History and Discovery | Structure–Activity Relations | Pharmacological Profile | Pharmacokinetics and Disposition | Indications and Efficacy | Side Effects and Toxicity | Drug–Drug Interactions | Switching Strategies for Vortioxetine | Conclusion | References

Excerpt

Vortioxetine, formerly designated Lu AA 21004, was developed by Lundbeck in an attempt to add to a selective serotonin (5-hydroxytryptamine [5-HT]) reuptake inhibitor (SSRI) additional properties, namely, 5-HT1A and 5-HT3 receptor affinities (Bang-Andersen et al. 2011).
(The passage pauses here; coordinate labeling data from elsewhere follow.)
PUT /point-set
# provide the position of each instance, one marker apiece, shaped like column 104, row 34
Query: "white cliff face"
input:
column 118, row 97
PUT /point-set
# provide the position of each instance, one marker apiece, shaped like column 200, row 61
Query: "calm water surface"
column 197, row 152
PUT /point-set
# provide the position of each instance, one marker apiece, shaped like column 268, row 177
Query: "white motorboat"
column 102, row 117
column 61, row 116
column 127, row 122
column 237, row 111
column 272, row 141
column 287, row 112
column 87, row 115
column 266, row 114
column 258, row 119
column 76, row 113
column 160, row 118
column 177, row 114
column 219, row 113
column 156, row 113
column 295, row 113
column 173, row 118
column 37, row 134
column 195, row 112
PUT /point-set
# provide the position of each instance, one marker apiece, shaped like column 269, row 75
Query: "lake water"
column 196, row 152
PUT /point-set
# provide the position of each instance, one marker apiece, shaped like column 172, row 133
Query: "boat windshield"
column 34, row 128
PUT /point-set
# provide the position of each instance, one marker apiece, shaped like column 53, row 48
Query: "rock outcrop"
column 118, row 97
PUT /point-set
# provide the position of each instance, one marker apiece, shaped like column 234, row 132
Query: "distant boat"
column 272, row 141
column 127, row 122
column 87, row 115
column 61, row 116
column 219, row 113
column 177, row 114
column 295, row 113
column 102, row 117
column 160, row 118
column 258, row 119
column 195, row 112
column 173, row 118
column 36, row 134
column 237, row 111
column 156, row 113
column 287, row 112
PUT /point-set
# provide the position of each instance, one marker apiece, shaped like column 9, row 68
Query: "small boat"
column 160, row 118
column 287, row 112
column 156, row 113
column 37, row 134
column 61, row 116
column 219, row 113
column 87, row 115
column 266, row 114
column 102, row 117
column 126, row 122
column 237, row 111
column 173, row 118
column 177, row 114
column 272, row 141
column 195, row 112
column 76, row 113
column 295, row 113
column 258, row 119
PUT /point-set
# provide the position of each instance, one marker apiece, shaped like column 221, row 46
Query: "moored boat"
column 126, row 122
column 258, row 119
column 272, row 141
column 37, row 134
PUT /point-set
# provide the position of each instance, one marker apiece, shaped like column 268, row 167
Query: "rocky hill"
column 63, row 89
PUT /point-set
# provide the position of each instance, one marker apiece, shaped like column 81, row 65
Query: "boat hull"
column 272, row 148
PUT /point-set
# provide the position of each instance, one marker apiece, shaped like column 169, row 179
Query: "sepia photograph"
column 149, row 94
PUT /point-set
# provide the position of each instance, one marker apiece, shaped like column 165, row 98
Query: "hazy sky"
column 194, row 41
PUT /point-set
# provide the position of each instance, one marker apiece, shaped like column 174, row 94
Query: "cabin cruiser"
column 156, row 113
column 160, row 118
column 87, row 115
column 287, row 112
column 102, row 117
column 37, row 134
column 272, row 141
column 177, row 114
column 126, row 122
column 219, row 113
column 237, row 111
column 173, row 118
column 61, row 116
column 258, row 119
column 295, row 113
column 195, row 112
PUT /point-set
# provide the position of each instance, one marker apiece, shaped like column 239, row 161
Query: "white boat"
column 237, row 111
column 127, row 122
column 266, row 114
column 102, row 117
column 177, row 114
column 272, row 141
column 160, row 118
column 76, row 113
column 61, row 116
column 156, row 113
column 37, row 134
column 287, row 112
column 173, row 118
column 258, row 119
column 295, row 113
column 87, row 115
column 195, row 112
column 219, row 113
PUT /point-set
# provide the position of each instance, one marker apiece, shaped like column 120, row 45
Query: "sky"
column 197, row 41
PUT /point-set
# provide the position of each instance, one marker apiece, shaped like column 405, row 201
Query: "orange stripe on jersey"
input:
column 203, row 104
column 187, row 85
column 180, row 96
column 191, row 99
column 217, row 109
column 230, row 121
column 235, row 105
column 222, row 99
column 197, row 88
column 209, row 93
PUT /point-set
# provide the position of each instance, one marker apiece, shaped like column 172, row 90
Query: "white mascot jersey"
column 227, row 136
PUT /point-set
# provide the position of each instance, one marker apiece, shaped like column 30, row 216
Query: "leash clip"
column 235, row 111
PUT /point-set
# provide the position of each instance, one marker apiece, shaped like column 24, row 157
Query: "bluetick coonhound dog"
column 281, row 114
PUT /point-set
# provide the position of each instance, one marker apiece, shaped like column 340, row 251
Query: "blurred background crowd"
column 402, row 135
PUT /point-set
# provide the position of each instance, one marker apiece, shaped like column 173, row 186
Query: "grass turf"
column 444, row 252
These pharmacological targets were based on the premises that the antidepressant effect of SSRIs can be enhanced by combining them with a partial 5-HT1A agonist and that 5-HT3 antagonists are antiemetic drugs, nausea being a common side effect of SSRIs (Sanchez et al. 2015). In 2013, vortioxetine, marketed under the brand name Brintellix, received approval from the U.S. Food and Drug Administration (FDA) and the European Medicines Agency for the treatment of major depressive disorder (Takeda Pharmaceuticals America 2016). In the United States, at the behest of the FDA, the brand name was subsequently changed to Trintellix to avoid confusion with the anticoagulant drug Brilinta (ticagrelor).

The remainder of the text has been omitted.